According to a review from NDTV Gadgets, "It's clear that Lenovo allocated most of this device's cost to its more visible features. In terms of functionality, it is best thought of as a modern-day netbook: good enough for surfing the Web, creating basic documents and watching movies now and then, but not suitable for any serious work."

====IdeaPad Flex 14====
Design and performance - Like other Lenovo devices such as the Yoga, the Flex has a matte, smooth lid that tapers slightly at the sides with a Lenovo logo in the upper left corner. Some models have orange accents, a feature often found in Lenovo's designs. Rubber bumpers prevent the screen from being rotated beyond 300 degrees and prevent the keyboard from contacting the table.

It has a display with a resolution of 1920 x 1080 and ten-point multitouch capability. Models with Intel Core i5 and i7 processors are available. 8 gigabytes of RAM comes standard and up to 16 gigabytes. Storage is available from 256 gigabytes PCIe SSD. An Nvidia GeForce MX130 video card (Nvidia Geforce GT 820 M in the 2014 version)with 2 gigabytes of video RAM is an option. A 0.9 megapixel webcam is included. 802.11 ac Wi-Fi and Bluetooth 4.1 standards are all supported. It comes with a Qualcomm Atheros Internet Card. Ports include HDMI, two USB 3.0 and one USB-C. An SD card reader allows for expandable storage. (Two USB 2 Ports and one USB 3 port with HDMI AND and SD Card reader were present in the older versions) A 45 watt-hour battery provides up to seven hours of unplugged use. The model with an 8th-gen Intel Core i5-8250U CPU and 8GB of RAM achieved a score of 12,130 points on Geekbench 4.

The Flex 14 runs Windows 10. It includes a Dolby Atmos app, Microsoft Office, McAfee 30 days trial, Lenovo Vantage and such other apps from the Microsoft Store.

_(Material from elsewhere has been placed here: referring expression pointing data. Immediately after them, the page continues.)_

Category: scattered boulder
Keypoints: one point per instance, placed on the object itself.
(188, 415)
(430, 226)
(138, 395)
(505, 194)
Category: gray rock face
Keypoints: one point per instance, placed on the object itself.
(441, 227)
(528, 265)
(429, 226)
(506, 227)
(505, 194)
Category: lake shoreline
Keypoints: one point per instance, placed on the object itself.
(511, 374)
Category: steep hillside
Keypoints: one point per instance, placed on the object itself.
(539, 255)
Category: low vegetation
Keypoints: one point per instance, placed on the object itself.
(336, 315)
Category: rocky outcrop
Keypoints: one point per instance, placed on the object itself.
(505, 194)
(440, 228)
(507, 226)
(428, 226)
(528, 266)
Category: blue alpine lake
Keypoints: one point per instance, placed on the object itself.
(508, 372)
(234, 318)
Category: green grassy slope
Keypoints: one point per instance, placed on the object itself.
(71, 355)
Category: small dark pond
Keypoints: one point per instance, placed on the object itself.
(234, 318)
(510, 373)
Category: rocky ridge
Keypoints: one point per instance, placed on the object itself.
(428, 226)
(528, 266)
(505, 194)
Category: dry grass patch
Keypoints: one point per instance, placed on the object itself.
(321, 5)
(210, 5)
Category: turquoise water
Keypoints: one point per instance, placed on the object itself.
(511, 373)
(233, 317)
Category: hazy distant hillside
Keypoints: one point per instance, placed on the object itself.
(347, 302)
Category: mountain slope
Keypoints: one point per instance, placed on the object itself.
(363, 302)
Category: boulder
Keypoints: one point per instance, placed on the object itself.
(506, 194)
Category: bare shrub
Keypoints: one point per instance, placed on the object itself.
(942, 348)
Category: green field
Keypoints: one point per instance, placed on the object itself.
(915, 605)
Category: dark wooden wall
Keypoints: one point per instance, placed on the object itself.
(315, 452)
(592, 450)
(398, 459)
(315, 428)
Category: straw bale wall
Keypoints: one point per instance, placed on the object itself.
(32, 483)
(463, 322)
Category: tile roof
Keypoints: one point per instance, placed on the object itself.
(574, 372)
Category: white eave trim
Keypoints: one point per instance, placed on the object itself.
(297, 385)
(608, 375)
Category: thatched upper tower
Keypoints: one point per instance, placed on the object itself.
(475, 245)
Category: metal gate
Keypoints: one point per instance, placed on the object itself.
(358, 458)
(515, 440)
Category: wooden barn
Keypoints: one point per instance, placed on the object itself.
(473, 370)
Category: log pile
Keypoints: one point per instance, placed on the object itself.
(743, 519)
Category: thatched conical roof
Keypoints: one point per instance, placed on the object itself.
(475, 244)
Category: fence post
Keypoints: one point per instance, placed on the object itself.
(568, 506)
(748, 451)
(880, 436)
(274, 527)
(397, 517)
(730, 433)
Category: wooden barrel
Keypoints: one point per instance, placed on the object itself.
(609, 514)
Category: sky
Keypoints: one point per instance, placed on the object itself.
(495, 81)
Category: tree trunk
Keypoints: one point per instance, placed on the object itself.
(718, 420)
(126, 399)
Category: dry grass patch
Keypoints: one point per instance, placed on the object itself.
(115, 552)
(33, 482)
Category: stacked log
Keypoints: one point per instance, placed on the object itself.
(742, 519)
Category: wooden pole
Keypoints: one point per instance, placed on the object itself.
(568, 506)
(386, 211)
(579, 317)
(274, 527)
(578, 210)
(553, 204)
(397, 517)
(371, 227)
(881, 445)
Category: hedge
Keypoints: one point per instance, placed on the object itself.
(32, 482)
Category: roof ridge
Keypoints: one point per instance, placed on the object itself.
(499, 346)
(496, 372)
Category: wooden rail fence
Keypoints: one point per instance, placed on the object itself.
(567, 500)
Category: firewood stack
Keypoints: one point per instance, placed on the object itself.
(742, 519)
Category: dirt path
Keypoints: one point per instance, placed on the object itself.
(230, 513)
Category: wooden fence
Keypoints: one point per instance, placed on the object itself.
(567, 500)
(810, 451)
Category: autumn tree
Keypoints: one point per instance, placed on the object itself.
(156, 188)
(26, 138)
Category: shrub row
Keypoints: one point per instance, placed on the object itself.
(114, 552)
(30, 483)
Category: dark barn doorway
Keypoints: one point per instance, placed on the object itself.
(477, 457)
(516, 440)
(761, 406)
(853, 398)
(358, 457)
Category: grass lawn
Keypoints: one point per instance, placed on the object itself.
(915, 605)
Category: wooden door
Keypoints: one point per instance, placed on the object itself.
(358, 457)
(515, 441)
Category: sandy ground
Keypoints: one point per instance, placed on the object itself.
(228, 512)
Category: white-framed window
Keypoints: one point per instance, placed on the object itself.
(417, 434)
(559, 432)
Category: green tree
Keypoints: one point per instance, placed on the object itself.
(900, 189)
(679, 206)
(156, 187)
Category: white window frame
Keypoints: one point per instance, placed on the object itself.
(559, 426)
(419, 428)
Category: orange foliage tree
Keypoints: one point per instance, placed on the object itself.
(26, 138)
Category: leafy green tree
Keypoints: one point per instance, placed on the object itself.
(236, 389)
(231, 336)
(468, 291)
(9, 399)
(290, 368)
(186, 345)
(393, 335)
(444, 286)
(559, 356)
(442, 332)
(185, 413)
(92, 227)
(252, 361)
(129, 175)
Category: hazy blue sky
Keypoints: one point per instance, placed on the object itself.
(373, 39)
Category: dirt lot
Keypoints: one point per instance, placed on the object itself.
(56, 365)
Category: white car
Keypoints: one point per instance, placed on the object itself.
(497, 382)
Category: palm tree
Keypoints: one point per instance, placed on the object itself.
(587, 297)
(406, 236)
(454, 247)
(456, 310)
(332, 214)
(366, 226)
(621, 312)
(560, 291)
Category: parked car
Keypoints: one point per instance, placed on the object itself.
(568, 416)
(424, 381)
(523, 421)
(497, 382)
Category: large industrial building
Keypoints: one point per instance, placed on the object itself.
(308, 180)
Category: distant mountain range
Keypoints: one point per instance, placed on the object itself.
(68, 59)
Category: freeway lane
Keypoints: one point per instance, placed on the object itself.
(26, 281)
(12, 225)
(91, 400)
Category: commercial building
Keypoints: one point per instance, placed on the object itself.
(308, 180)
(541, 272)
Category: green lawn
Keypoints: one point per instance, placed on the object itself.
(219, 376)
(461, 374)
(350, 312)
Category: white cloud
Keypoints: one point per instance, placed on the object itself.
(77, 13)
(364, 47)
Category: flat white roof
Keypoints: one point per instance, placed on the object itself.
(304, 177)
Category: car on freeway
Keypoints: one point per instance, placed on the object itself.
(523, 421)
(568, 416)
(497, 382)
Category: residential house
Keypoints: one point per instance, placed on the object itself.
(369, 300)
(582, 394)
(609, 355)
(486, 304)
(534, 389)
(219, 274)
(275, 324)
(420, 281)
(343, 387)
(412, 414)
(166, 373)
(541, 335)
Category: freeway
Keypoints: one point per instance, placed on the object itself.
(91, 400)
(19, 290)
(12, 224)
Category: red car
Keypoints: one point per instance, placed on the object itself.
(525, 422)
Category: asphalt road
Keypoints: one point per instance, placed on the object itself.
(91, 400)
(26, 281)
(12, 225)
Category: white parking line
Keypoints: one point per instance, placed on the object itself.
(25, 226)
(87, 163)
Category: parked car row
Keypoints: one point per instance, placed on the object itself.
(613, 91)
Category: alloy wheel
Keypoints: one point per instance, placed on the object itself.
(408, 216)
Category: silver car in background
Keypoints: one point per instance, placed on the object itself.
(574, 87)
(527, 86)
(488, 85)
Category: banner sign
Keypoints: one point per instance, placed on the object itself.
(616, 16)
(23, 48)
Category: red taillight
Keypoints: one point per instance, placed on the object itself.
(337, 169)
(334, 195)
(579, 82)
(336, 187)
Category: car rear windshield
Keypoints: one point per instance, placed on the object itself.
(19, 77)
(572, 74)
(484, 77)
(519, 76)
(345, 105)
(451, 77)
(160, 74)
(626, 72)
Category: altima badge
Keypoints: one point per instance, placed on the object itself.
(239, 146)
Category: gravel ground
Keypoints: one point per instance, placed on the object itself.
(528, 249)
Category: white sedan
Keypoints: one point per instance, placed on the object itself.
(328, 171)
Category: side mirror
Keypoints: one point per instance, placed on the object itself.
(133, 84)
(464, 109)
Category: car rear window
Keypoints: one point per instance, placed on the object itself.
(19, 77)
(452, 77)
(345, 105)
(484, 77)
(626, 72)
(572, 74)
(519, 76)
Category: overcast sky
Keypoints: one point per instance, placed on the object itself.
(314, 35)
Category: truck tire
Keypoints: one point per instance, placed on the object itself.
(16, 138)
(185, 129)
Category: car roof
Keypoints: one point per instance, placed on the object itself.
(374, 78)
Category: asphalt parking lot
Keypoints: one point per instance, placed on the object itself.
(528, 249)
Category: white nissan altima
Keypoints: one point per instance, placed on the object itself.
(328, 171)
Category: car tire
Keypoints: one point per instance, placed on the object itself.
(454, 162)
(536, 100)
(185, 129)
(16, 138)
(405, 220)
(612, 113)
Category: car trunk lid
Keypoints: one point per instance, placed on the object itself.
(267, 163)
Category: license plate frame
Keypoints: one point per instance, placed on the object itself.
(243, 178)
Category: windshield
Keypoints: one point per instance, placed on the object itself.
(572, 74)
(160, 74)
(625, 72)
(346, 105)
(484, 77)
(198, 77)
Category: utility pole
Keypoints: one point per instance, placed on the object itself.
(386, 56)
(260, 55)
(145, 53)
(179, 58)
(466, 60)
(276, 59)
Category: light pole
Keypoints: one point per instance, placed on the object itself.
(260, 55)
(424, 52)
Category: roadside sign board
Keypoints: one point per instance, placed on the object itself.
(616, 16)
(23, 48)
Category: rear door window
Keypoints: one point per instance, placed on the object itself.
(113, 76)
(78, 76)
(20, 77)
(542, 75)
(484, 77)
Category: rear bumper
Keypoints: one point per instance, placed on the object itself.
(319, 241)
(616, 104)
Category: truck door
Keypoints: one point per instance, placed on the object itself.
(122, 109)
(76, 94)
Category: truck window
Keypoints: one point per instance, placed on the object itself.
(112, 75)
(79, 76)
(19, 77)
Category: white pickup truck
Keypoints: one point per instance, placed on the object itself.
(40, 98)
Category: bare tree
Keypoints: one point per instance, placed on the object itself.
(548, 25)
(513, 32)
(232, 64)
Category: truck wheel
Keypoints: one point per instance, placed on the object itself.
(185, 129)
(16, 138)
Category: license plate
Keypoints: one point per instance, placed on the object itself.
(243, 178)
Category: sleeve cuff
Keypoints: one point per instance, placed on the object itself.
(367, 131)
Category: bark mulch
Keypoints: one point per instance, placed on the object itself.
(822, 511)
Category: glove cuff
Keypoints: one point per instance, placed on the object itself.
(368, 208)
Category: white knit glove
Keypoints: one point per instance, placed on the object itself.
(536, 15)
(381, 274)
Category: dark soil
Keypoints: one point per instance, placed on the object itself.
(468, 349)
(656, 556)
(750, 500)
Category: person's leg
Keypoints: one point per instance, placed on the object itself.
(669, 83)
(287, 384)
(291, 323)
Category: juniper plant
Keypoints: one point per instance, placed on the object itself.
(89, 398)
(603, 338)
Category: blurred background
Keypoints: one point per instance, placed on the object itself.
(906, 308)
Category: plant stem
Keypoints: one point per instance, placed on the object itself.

Reviews - In a review for Laptop Mag, Shaun Lucas wrote, "The Botton Line: With its speedy performance, strong sound and solid design, the $809 Lenovo IdeaPad Flex 6 is an attractive and affordable 2-in-1." He praised the discrete graphics but noted that the laptop is not ideal for gaming on the go due to its eight hour battery life and low (300 nitts) screen brightness.

PC MAG praised its hinge design, battery life, keyboard, and 10-point touch screen.